I have not been to the Caregiver's Weekend, although I would like to go. I mentioned it to my husband last year and he had a look of panic that I would leave him. I just couldn't do it to him after the hell he had been through in the hospital for 10 weeks.

Sharon
 
Sharon,

I understand the tall guy. DH is 6'2, I'm 5'1. The struggle of helping them transfer is real. We too used a transport chair for a while until DH's neck became too weak, then he had to have his power chair. Up until last summer, even though he had very limited movement in his arms, like next to nothing, he was able to use the joystick on his chair. Now he cannot.

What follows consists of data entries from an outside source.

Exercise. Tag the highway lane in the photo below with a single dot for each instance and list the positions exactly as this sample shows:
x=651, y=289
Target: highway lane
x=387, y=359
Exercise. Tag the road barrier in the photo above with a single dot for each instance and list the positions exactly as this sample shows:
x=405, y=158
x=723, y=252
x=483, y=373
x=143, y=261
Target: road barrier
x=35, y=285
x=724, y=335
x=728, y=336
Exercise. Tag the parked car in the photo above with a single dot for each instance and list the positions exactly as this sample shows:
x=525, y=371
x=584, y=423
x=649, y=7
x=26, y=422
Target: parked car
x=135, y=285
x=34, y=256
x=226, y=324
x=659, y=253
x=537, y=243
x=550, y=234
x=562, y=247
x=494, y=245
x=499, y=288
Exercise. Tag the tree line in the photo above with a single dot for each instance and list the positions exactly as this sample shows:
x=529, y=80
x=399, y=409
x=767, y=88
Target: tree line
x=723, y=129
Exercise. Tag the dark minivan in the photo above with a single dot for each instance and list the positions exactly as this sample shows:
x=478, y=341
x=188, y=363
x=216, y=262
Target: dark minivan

You are correct you cannot leave him once he is changed over to the vent settings and it is breathing for him. However, I undestand you could call Access. I've never used them as DH worked as long as possible, so we were able to get a van. The Office of Vocational Rehab paid for the modifications. DH drove it at first. It still wasn't inexpensive and if he had not still be working it would not have happened. However, Keystone Coach Works on 88 near South Park does have a selection of used vans that are already modified and some are fairly affordable. In the east Mobility Works has some too, although when we were there, they didn't have near what Keystone did. My understanding though is Access could take you to the store and back wtih DH as their vans are wheelchair accessible.

I will note that each time DH has been in the hospital, starting with getting the trach and PEG, he lost ground. I pray your DH can stay out of the hospital, home is the best place if possible.

Sue
 
You were posting about the weekend as I was posting. What you need to tell DH is that for you to be a better caregiver, you need this time away. Since my kids are so good to us, and my insurance at the moment will cover some nurses, I was able to get away for a week to visit friends in FL. DH wasn't happy about the pending trip, but I told him if I didn't think he was in good hands, I would not go and that I needed to go because I was losing it and I had to recharge so I could care for him. They will give you that look and if it was close to him being in the hospital, I totally get it, but you need to do it this year, barring unforeseen circumstances. The women and a few men who attend are great. I have made some good friends and everyone "gets" you. Even if all of their stories are a bit different. It truely is a worthwhile event.